As I say, I welcome the scrapping of the levy, but of course health and social care still need the extra funding that it would have raised. We only have to look at today’s news about how the number of social care workers has fallen for the first time in a decade to see just how broken our care system is, and rising waiting lists and soaring ambulance waiting times show that the NHS is in dire need of a funding boost. So my new clause 2 would require the Chancellor, in addition to scrapping the levy, to look at different taxes to raise the income that would have been raised by the levy. Specifically, it calls on the Chancellor to look into the iniquity of tax rates on wealth being lower than the taxes paid on income from work.

We are, I am afraid, one of the most unequal countries in Europe when it comes to income distribution, but it is even worse when we look at wealth. The richest 1% hold almost a quarter of UK wealth, so we need a full and wide debate in our country about wealth taxes. I have been calling for a wealth tax—for example, a one-off wealth tax of 10% on wealth over £5 million, which could raise £100 billion and provide an emergency wealth fund to help get us through this crisis—but today, with new clause 2, I want to concentrate not on the taxing of wealth itself, but on taxes on income deriving from wealth.

We have a scandalous situation in our society in which income derived from wealth is taxed below income derived from work. If someone is lucky enough to be able to live off share dividend payouts, they will pay less in tax than someone who earns exactly the same amount by getting up each and every day and going out to work. Likewise, capital gains tax, which is paid on profits when selling assets such as a second home, is paid at rates below income tax rates. How on earth can that ever be justified, and how can it be justified when the Government are plotting—without any democratic mandate, I would add—to cut benefits and public services across society?

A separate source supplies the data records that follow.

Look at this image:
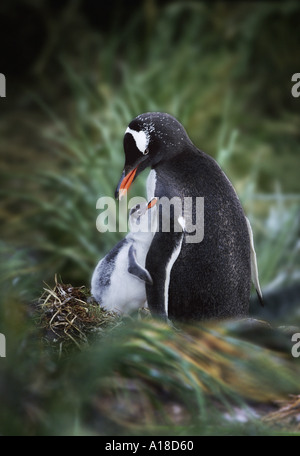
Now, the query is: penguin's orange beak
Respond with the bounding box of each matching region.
[115,167,138,200]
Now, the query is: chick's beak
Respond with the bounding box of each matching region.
[115,167,138,200]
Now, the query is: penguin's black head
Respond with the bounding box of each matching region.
[115,112,191,198]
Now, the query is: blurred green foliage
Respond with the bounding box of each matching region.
[0,0,300,434]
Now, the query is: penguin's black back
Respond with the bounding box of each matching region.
[146,146,251,320]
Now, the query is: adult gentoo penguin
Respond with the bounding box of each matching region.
[116,112,262,321]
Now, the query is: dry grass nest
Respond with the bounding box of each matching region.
[38,277,123,351]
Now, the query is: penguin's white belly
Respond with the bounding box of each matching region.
[92,244,146,314]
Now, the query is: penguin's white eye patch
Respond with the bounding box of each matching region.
[125,127,149,155]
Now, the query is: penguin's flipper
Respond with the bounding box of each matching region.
[146,231,184,322]
[128,245,153,285]
[245,217,264,306]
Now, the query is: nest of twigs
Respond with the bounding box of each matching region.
[38,277,122,351]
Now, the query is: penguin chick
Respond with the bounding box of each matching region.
[91,198,156,314]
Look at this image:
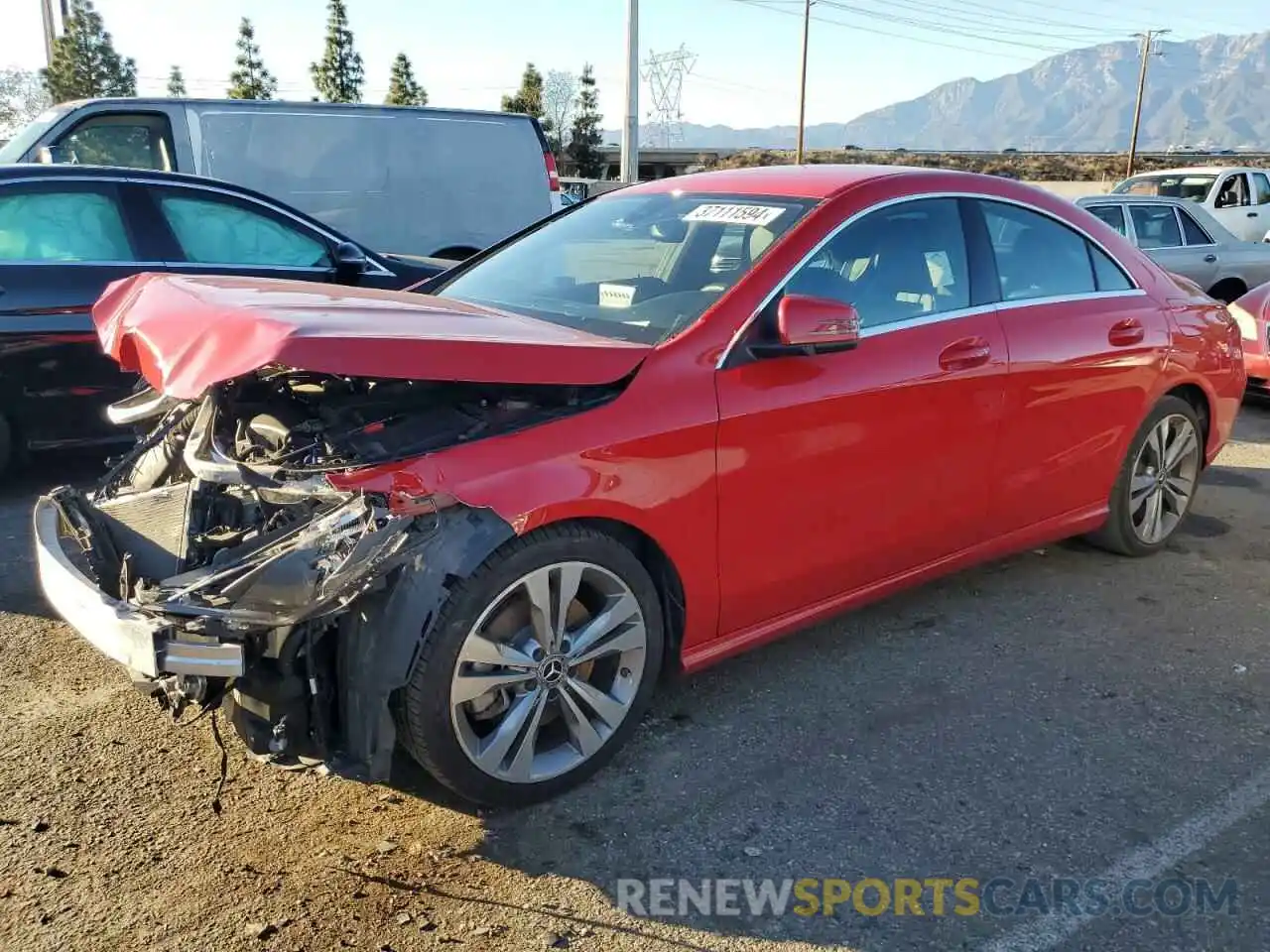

In fact, there is huge potential for increasing tax revenues by simply ending the significant tax discounts that go to income from wealth over income from work. How much would be raised by doing this? Ending the lower rates paid on capital gains and share dividends, and removing the related exemptions on those taxes, would raise around £24 billion per year. That is a lot more—nearly double—than the amount from the national insurance tax hike on working people, which would have raised around £12 billion to £13 billion. The funds that my proposal would raise could be a big down payment on the investment that we need to ensure our social care system delivers for everyone, and it could make a big difference in addressing the crisis in our health service.

For those on the Conservative Benches who may be appalled by this idea or this moderate proposal, I want to point out that the former Chancellor—not the last one, but the one before, the right hon. Member for Richmond (Yorks) (Rishi Sunak)—commissioned a review of capital gains tax, and that review recommended slashing the annual allowance and aligning capital gains tax rates more closely with income tax, in a move that could raise billions of pounds for the Exchequer. On this, Margaret Thatcher, even, had an interesting view. Under Thatcher’s premiership, the same basic unfairness of lower taxes on capital gains was ended. It was back in 1988 that the then Chancellor, Nigel Lawson, said that

“there is little…difference between income and capital gains, and many people effectively have the option of choosing…which to receive. And…it is by no means clear why one should be taxed more heavily than the other.”—[Official Report, 15 March 1988; Vol. 129, c. 1005.]

Since then, wealthy people living a low-tax lifestyle have been benefiting from even lower capital gains rates than over 30 years ago, so something has gone wrong and it is now time to put that right. We need solutions to deal with this economic crisis in a socially just way, not through austerity, not through benefits cuts and not through public service cuts. Social justice means putting tax justice at the heart of our economy. We should start by ensuring that those who live off their wealth pay at least the same level of tax as those who live off their own work.